During the '60s and '70s, she appeared in It's Only Money with Jerry Lewis, Move with Elliott Gould and Funny Girl with Gould's ex-wife Barbra Streisand. She became familiar to audiences, who may not even have known she was Betty Boop, as a quintessential Jewish mother. In the late 1980s, she played her most important Jewish mother in Woody Allen's Oedipus Wrecks segment of the film New York Stories.

Quintessentially Mae
In short, it was a marvelous career and, seemingly, a marvelous life. Certainly it was a quintessentially New York career stage, cartoons, commercials, radio. Feature films weren't really a factor until they began to move east in more recent times.

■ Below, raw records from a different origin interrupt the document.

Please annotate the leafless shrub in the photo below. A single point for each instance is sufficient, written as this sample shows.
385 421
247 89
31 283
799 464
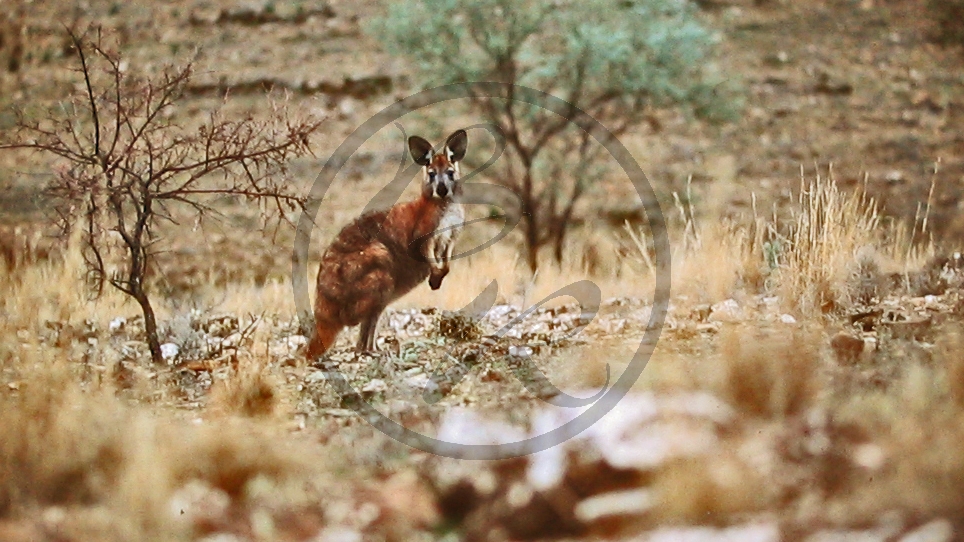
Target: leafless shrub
125 163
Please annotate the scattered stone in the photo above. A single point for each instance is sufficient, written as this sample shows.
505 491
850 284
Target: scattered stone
520 351
727 311
847 348
117 324
375 385
938 530
764 532
421 382
169 351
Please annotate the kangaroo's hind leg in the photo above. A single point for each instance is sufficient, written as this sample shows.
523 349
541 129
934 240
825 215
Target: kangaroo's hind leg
366 333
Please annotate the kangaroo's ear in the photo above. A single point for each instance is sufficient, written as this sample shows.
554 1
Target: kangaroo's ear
457 143
421 150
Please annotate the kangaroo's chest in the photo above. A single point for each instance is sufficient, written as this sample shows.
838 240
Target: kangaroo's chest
450 223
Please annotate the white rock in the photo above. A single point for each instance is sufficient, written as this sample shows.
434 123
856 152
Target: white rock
169 351
316 376
764 532
375 385
338 534
520 351
464 426
615 503
939 530
296 341
422 382
117 324
726 311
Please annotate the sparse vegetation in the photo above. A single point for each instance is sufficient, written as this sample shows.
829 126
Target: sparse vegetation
611 61
123 164
807 383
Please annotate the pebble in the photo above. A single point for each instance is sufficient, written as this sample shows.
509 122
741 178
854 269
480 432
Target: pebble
169 351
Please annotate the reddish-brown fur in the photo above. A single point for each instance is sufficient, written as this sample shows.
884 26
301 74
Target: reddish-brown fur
371 263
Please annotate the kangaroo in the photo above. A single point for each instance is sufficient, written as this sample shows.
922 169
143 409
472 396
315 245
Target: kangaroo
382 255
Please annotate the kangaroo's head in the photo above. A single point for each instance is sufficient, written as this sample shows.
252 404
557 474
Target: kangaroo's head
440 168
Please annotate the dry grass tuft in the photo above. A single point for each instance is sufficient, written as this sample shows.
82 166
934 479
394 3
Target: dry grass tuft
827 230
459 327
249 391
769 373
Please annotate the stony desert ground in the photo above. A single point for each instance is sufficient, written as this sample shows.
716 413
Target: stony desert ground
805 383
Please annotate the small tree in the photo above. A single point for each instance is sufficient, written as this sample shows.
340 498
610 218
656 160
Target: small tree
126 163
613 59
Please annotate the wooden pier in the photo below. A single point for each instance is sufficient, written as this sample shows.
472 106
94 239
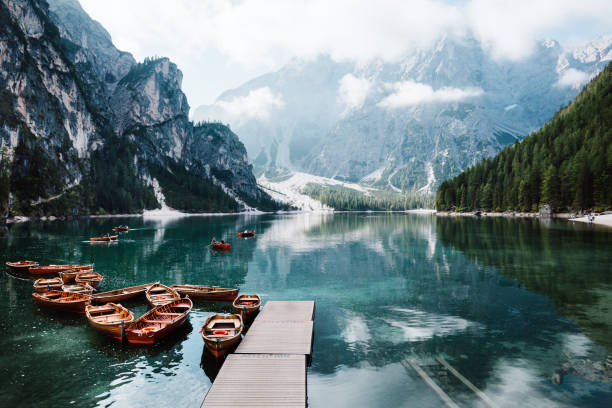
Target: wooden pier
268 369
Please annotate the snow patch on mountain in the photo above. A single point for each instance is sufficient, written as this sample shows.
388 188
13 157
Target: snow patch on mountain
431 179
408 93
573 78
374 176
291 190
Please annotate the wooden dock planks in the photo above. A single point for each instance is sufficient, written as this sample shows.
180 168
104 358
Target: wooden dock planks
278 337
268 369
259 380
299 310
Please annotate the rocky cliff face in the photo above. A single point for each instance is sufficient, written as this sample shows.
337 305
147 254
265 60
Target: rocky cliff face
410 124
84 128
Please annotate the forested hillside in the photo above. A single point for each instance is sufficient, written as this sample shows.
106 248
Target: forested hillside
566 164
346 199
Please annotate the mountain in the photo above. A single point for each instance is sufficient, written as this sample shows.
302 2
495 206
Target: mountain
404 125
567 164
84 128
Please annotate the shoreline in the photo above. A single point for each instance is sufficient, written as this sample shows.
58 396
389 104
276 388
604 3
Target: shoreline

Furthermore, Mae retained her authenticity as a character by remaining in the east. Her later on-camera roles felt very real. Mae's most natural voices were always maternal and Jewish. Her Olive Oyl, originally styled after Zasu Pitts, ultimately became very "Aunt Bluebell." Betty Boop was also very much a "Jewish mother." It was, I think, the genuineness of her exuberant portrayals that made Mae Questel a success.